Crows Feet Dance Collective will be performing at the 10th anniversary celebration of International Dance Day on Sunday 1st May. The event is being held at Te Whaea: National Dance and Drama Centre, with workshops running from 11am - 3pm followed by a performance from 3 - 4.30pm. Come along and see a peak preview of the new piece we are working on!
For more information on the event, go to http://idanceday.blogspot.com
Here is a photo of the last time we performed at International Dance Day

A grand meeting of the Crows took place t Memorial Hall on the Parade in Paekakariki on Sunday November 14th.
Jan took all four groups for a class before each showed the dances they have been working on this year. Wellington Crows did their two Russian dances and part of the Brahms waltzes, Crows Two did a contemporary and a jazz dance, Kapiti Crows did their Coastlands Mall performance and Sonya and Tiffany, the latest Crows group who have only been going 4 weeks, created a lovely duet.
It was a fabulous afternoon of dancing, and each group has such a distinctive flavour with entirely different dances. I love that diversity.
Of course it would not be a Crows get together without lots of delicious food and drink. The feasting after the showing was up to our usual standard.

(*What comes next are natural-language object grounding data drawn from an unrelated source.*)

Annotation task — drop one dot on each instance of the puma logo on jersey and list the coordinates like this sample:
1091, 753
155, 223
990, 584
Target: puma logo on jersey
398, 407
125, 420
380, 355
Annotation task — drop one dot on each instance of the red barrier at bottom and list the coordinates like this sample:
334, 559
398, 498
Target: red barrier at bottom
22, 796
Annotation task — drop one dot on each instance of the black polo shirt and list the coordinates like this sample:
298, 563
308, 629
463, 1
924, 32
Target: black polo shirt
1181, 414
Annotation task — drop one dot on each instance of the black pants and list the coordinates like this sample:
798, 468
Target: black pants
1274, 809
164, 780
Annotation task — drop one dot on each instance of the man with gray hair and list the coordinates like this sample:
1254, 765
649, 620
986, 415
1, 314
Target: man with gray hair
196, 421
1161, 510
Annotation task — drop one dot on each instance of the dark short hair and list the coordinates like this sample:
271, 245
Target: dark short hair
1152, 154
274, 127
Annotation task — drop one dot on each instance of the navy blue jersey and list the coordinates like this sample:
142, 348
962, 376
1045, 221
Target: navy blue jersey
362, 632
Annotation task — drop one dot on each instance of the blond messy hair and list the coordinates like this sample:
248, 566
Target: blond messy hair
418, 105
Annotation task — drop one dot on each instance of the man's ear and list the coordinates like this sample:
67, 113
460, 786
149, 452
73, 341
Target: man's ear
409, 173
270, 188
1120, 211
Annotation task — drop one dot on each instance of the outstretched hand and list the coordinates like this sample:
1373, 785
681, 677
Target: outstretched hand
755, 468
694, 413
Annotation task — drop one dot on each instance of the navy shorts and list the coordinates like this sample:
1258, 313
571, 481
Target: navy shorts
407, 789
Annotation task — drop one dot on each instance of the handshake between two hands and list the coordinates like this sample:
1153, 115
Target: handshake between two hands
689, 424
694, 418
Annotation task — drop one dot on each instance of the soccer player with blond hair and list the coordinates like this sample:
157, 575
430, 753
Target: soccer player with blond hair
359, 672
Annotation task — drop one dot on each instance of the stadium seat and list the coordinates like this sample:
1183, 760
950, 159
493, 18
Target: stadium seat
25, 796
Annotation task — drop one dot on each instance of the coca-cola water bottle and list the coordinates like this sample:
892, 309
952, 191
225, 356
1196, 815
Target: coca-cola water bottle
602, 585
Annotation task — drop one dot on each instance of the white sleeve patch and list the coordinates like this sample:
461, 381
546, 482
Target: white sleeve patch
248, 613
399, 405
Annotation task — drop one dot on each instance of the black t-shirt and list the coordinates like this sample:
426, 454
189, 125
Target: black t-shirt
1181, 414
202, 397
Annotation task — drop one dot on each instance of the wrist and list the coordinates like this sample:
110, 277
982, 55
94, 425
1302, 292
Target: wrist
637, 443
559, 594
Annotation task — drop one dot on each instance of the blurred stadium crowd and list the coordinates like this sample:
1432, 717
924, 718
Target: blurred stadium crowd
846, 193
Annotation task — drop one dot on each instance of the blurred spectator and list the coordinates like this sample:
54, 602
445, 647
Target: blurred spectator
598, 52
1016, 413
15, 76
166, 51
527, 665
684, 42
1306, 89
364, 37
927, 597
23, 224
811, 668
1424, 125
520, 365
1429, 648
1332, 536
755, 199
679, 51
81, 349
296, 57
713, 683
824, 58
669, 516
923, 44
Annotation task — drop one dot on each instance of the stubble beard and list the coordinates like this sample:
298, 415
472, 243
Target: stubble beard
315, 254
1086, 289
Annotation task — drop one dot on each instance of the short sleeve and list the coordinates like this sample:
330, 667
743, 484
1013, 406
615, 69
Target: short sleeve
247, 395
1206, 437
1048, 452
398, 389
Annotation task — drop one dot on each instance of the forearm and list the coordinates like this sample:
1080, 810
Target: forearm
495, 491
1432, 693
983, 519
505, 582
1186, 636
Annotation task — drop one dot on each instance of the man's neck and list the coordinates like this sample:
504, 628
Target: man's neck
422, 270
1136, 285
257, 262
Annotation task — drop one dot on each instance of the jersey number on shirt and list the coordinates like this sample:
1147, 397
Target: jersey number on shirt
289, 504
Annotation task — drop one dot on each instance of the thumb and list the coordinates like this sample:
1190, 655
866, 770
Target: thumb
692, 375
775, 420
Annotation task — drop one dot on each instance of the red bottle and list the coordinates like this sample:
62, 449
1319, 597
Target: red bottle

The Kapiti Coast Crows Feet face distractions during class.
AJ took this photo of a Kapiti Coast sunset last Tuesday evening.
We all had to stop dancing to rush to the window and watch the sun going down before returning to our work. The same scene greeted us in class last night too.


Crows Feet Kapiti had their first performance in Coastlands Mall on Sunday 16th October.
They did a brief medley of dances - the twist (The Beatles), disco (Dusty Springfield), Waltz of the Flowers (Nutcracker) and hip hip (Black Eyed Peas). This was followed by a dance to honour women as part of Breast Cancer Awareness month, performed to Radha Sahar's moving song, The Pink Ribbon.
They received a fantastic response from the audience that gathered, and are now keen to do more public performances.
Because Jan sprained her ankle during the warm up they had to perform without her. Good job too! They didn't need her out front.